To me, the most important number to track in this chart is the percent hired by law firms. We note that the number peaks in 1988 at 64.3%, but by the worst part of the depression in 1994 the percent hired by law firms has declined to 55%.
However, one telling tidbit of data is that by 2008 - BEFORE the most recent recession and its huge impact on employment -the percent hired by law firms had only risen to 56.2%. Yes, you read that right - even BEFORE the most recent recession, about HALF of the law school class did not get a job in a law firm.
Also, we note that from 1993 -1995 about 30% of the law students didn't even get a full-time job in the legal field.
What's The Impact?
The early 1990s recession was mild, but even with only a mild recession, about 30% of law students were not able to obtain a full-time legal job, and only about half were able to get a job in a law firm.
However, the current recession is much deeper, consequently I would not be surprised to see the percentage of law graduates working in a full-time legal job fall to 50%, and the percentage working in a law firm decline to 35%.
A comparison of the declines brought about by the mild 1990s recession seems to bear this out. We note that due to the 1990s recession the percentage working in a legal field declined from 84.5 in 1988 to 69.6 in 1994, a difference of 15.5%.
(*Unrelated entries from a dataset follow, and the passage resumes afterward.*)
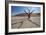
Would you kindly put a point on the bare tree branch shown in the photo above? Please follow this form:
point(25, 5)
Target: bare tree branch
point(25, 12)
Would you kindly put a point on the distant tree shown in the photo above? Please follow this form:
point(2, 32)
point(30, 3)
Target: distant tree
point(28, 13)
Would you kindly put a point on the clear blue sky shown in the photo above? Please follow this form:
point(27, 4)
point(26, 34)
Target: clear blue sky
point(20, 9)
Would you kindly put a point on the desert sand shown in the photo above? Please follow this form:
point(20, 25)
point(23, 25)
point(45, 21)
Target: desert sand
point(24, 22)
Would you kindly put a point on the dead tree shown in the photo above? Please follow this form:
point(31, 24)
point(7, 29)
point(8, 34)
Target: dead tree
point(29, 13)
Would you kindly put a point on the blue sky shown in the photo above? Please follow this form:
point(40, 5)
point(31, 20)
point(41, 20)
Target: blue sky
point(20, 9)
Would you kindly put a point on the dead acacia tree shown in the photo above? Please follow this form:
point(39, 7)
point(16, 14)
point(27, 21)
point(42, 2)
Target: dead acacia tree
point(29, 13)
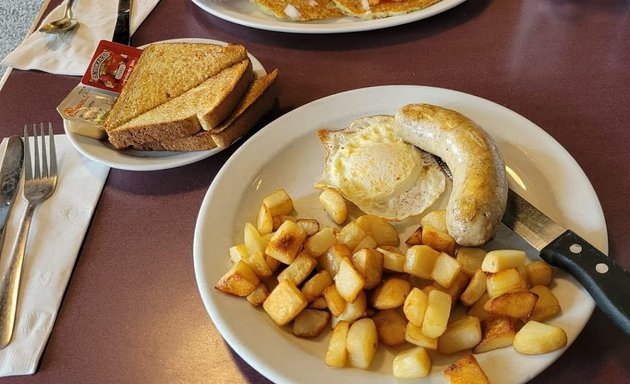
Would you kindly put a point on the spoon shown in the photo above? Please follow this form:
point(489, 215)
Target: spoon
point(66, 23)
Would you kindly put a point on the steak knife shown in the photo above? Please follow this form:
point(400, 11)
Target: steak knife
point(607, 282)
point(121, 31)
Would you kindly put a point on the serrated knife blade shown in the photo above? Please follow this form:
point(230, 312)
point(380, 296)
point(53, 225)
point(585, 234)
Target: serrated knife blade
point(606, 281)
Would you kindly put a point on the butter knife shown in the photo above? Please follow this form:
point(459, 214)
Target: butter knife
point(606, 281)
point(121, 31)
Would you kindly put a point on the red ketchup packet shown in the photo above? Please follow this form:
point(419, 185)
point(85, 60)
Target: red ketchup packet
point(110, 66)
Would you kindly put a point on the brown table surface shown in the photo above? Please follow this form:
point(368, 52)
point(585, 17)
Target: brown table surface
point(132, 312)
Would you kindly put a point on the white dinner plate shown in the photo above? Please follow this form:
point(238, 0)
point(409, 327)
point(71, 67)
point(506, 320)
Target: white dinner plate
point(103, 152)
point(287, 154)
point(245, 13)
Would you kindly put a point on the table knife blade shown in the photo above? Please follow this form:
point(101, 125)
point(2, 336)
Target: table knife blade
point(606, 281)
point(121, 31)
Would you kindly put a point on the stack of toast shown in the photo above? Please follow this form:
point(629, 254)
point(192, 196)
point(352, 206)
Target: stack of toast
point(189, 97)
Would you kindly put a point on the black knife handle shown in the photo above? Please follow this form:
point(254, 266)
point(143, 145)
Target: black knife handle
point(606, 281)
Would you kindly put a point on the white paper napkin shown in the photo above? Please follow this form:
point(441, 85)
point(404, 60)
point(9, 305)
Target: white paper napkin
point(69, 53)
point(55, 237)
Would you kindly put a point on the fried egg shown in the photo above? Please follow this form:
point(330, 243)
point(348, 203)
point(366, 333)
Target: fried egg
point(379, 172)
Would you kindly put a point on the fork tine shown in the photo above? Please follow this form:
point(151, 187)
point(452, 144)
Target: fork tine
point(53, 152)
point(28, 173)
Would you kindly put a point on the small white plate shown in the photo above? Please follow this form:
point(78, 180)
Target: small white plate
point(103, 152)
point(287, 154)
point(243, 12)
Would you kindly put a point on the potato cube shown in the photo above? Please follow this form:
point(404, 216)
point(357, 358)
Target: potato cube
point(539, 273)
point(465, 371)
point(501, 282)
point(336, 354)
point(284, 303)
point(517, 304)
point(348, 281)
point(547, 304)
point(369, 263)
point(420, 260)
point(391, 293)
point(390, 326)
point(437, 313)
point(445, 270)
point(335, 205)
point(299, 269)
point(496, 332)
point(438, 240)
point(475, 289)
point(393, 258)
point(412, 363)
point(460, 335)
point(362, 342)
point(240, 280)
point(502, 259)
point(536, 338)
point(314, 287)
point(414, 335)
point(381, 230)
point(320, 242)
point(278, 203)
point(470, 258)
point(415, 305)
point(286, 242)
point(310, 323)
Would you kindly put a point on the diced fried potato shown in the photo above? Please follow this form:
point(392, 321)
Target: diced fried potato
point(414, 335)
point(336, 354)
point(390, 326)
point(286, 242)
point(438, 240)
point(475, 289)
point(310, 226)
point(351, 235)
point(496, 332)
point(258, 295)
point(348, 281)
point(335, 205)
point(278, 203)
point(299, 269)
point(320, 242)
point(393, 258)
point(420, 260)
point(437, 313)
point(284, 303)
point(517, 304)
point(460, 335)
point(240, 280)
point(445, 270)
point(415, 305)
point(314, 287)
point(336, 303)
point(470, 258)
point(465, 371)
point(391, 293)
point(369, 263)
point(415, 238)
point(501, 282)
point(412, 363)
point(379, 229)
point(310, 323)
point(362, 342)
point(539, 273)
point(536, 338)
point(547, 304)
point(332, 258)
point(502, 259)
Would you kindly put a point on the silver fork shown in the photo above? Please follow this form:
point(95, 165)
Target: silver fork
point(40, 180)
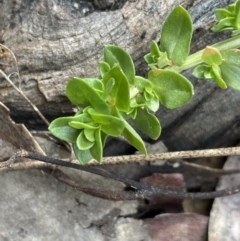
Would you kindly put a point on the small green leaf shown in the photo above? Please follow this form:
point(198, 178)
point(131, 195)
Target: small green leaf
point(110, 125)
point(108, 88)
point(82, 94)
point(153, 103)
point(84, 156)
point(97, 149)
point(89, 134)
point(176, 35)
point(154, 50)
point(148, 58)
point(60, 129)
point(203, 71)
point(116, 55)
point(212, 56)
point(103, 68)
point(81, 125)
point(230, 68)
point(83, 143)
point(163, 61)
point(133, 138)
point(217, 76)
point(148, 123)
point(173, 90)
point(142, 83)
point(119, 95)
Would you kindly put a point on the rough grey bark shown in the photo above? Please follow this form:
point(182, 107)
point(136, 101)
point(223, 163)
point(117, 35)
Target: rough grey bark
point(54, 40)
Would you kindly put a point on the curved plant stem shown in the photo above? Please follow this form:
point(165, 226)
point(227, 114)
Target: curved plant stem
point(230, 151)
point(196, 58)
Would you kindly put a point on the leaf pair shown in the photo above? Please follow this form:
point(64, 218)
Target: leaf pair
point(222, 66)
point(228, 19)
point(174, 42)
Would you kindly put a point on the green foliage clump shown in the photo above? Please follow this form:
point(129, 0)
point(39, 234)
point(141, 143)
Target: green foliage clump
point(108, 101)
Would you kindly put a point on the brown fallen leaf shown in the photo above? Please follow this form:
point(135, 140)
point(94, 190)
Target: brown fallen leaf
point(178, 227)
point(224, 219)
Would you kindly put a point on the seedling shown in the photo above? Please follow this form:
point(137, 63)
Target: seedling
point(106, 102)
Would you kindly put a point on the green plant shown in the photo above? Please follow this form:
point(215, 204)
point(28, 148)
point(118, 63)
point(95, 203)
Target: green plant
point(108, 101)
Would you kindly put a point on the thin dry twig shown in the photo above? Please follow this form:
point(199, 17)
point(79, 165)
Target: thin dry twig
point(230, 151)
point(142, 190)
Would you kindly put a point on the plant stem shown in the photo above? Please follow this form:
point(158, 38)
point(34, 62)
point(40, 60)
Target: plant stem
point(196, 58)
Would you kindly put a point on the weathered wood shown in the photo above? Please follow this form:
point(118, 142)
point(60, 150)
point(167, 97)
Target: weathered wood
point(54, 40)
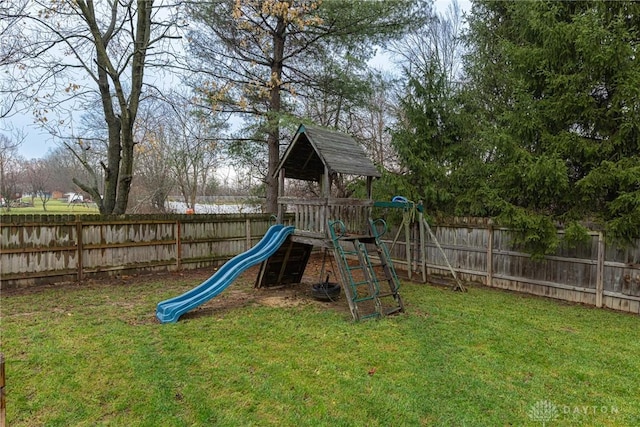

Conversely, in 2008 the percentage working in a legal field was 74.7%. Applying the percentage decline from the 1990s recession of 15.5% yields a result of only 59.2% of graduates working full time in a legal career. However, we note that the current recession is much worse than the 1990s recession. Consequently, this number is likely to be far too optimistic.
What's the best number? Well, even though the current recession has lasted three times as long, I don;t think tripling the 15.5% decline is right. That would result in only 28.2% of law students obtaining a full-time legal related job. That seems too low.
One interesting aspect that would be good to check is whether there was the tremendous influx of law students in the early 1990s like we are having now. That is, as you know, right now law school applications are way, way up - as high as 62% in some cases. Also, there was a recent 20% increase in people taking the LSAT. Conversely, what was the activity during the 1990 recession? If law students went even crazier than now, then maybe we will not see as much of a decline. However, if potential law students in 1990 did not jump on the law school bandwagon as much as potential law students are now, then maybe the decline that we will see now will be even greater.
Regardless, if you are thinking of going to law school right now, please be aware that even under the most optimistic scenario only about 59.2% of law students will get a full-time legal job at graduation. Further, a less optimistic projection may push the percentage to only 50%, or even below. Even worse, employment in law firms is likely to only be around 40%.
Please carefully evaluate whether it is worth accumulating the huge mountain of debt required to pay for law school when the prospects of a full-time job in the legal field at graduation are so minimal. Even if attending law school is a life-long dream for you, you may wish to delay your entry date to a time when supply and demand are more in balance. Good luck!